1.2. Frame-level approach using raw waveforms (middle)

  • A strided convolution layer is added beneath the bottom layer of the frame-level mel-spectrogram model.
  • The strided convolution layer is expected to learn a filter-bank representation.

In this model, once the raw waveforms pass through the first strided convolution layer, the output feature map has the same dimensions as the mel-spectrogram.

1.3. Proposed sample-level approach using raw waveforms (right)

  • Simply adding a strided convolution layer is not sufficient to overcome the problems.

To improve this, multiple layers are added beneath the frame-level such that the first convolution layer can handle much smaller length of samples.

1.4. Model Architecture

by the above concept, m^n-DCNN models are proposed where m refers to the filter length and pooling length of intermediate convolution layer modules and n refers to the number of the modules (or depth).

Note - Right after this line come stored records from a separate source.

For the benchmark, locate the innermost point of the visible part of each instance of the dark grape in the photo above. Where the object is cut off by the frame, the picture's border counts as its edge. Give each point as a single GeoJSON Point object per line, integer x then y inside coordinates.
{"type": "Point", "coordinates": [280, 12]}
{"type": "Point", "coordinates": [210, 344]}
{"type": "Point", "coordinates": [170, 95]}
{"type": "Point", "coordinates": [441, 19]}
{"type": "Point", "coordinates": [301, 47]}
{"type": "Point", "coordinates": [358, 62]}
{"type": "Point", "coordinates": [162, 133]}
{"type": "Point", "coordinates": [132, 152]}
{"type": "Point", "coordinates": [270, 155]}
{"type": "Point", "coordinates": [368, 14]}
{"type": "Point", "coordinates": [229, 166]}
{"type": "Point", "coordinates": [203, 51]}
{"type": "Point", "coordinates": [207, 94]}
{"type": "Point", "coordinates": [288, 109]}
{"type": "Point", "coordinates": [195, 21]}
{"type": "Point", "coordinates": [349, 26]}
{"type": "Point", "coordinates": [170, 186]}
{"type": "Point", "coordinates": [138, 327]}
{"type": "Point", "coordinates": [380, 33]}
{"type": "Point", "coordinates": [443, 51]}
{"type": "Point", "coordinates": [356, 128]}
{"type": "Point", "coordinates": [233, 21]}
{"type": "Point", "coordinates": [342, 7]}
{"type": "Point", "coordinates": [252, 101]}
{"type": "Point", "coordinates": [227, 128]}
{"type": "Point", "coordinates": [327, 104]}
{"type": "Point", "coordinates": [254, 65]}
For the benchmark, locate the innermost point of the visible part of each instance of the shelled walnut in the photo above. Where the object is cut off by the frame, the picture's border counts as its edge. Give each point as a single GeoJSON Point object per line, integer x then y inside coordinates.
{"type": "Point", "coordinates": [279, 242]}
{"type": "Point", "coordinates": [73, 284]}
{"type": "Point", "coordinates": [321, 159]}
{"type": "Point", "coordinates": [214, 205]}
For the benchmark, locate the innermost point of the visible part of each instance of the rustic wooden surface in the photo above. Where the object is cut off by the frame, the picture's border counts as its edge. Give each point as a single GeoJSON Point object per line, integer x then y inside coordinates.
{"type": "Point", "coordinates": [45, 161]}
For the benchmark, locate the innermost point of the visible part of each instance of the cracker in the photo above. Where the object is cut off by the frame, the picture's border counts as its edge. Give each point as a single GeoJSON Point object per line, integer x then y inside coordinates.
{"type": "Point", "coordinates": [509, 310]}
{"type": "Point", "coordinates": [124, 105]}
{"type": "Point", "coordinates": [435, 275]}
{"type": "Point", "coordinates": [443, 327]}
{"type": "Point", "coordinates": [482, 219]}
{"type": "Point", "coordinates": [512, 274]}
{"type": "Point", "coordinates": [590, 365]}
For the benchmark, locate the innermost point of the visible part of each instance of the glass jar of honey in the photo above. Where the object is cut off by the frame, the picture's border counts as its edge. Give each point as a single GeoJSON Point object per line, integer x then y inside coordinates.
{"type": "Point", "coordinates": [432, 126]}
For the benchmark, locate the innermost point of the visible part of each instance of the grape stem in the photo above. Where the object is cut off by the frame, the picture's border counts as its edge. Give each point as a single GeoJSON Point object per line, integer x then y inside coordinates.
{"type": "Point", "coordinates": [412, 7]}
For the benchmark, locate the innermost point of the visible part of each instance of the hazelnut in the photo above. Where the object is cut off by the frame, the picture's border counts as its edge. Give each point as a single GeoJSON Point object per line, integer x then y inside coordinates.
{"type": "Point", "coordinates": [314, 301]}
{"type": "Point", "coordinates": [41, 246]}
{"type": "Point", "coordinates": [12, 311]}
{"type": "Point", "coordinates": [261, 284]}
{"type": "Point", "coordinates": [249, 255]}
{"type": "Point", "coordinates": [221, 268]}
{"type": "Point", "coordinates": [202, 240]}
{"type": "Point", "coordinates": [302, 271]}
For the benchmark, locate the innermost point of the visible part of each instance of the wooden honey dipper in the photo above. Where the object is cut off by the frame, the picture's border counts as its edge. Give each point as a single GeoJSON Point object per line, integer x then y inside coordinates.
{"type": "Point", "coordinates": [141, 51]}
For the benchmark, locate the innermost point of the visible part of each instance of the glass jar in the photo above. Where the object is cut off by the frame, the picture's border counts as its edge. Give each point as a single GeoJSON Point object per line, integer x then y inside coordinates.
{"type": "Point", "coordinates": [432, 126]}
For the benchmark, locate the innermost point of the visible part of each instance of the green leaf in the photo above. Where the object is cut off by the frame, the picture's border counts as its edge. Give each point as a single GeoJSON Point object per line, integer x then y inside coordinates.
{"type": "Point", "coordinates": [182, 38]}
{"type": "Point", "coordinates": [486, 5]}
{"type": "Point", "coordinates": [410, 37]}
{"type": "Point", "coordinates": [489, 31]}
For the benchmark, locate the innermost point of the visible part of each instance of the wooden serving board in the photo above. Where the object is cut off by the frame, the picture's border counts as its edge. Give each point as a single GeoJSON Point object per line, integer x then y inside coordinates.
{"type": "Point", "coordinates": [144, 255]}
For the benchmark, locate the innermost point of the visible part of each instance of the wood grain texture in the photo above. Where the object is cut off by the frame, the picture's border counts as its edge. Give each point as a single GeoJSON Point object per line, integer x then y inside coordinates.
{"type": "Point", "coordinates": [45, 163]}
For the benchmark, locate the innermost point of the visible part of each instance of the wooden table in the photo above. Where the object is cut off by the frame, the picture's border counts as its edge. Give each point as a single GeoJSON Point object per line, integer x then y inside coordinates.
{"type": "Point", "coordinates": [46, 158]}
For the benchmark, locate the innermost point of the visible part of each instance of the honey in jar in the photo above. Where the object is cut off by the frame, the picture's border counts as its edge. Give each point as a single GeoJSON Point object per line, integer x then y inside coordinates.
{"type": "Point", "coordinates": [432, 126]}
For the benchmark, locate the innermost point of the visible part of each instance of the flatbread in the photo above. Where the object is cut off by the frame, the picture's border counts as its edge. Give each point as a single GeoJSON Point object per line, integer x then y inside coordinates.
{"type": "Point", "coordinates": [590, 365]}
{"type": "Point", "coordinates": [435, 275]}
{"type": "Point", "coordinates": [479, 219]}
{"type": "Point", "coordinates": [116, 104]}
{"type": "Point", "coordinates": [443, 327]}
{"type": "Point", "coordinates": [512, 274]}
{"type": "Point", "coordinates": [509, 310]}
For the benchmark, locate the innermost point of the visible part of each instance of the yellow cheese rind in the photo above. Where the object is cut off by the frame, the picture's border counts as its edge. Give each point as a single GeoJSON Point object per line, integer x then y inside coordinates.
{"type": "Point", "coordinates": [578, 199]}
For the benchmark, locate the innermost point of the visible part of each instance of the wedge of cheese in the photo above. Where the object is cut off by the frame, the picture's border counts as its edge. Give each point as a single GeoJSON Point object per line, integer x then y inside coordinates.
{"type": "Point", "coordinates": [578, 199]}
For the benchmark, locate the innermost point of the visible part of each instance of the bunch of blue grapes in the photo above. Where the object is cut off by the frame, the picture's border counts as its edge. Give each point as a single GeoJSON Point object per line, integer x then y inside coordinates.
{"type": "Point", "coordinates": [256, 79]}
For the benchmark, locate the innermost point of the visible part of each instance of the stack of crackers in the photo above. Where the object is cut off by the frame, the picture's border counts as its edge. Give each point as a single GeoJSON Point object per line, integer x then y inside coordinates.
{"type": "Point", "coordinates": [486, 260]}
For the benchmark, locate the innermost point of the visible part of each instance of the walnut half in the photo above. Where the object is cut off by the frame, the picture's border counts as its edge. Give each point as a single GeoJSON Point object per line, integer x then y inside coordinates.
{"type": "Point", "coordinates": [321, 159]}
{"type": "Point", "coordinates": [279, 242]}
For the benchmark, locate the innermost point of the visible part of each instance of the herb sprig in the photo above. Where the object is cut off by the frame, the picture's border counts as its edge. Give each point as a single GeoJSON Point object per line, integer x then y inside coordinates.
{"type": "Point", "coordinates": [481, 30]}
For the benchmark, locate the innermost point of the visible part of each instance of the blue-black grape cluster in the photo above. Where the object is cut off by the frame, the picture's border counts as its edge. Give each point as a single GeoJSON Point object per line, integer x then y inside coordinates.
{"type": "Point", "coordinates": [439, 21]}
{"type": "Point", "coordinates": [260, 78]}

  • In the above table, m is 3 and n is 9. 3⁹ model with 19683 frames and 59049 samples as input.
  • Sigmoid is used at output layer. Binary cross entropy loss is used.
  • For every convolution layer, batch normalization and ReLU are used.
  • Dropout of 0.5 is used at the output of the last convolution layer.
  • No input normalization is performed.
Model Variants

Different values of m and n form different model variants.

2. Results

Comparison of three CNN models with different window (filter length) and hop (stride) sizes
  • Two datasets are used for evaluation: MagnaTagATune dataset (MTAT) [18] and Million Song Dataset (MSD) annotated with the Last.FM tags [19]. Only the most frequently labeled 50 tags are used in both datasets.
  • AUC is measured.

The proposed sample-level raw waveform model achieves results comparable to the frame-level mel-spectrogram model.

Comparison of the proposed works to prior state-of-the-arts

The proposed sample-level architecture is highly effective compared to SOTA approaches.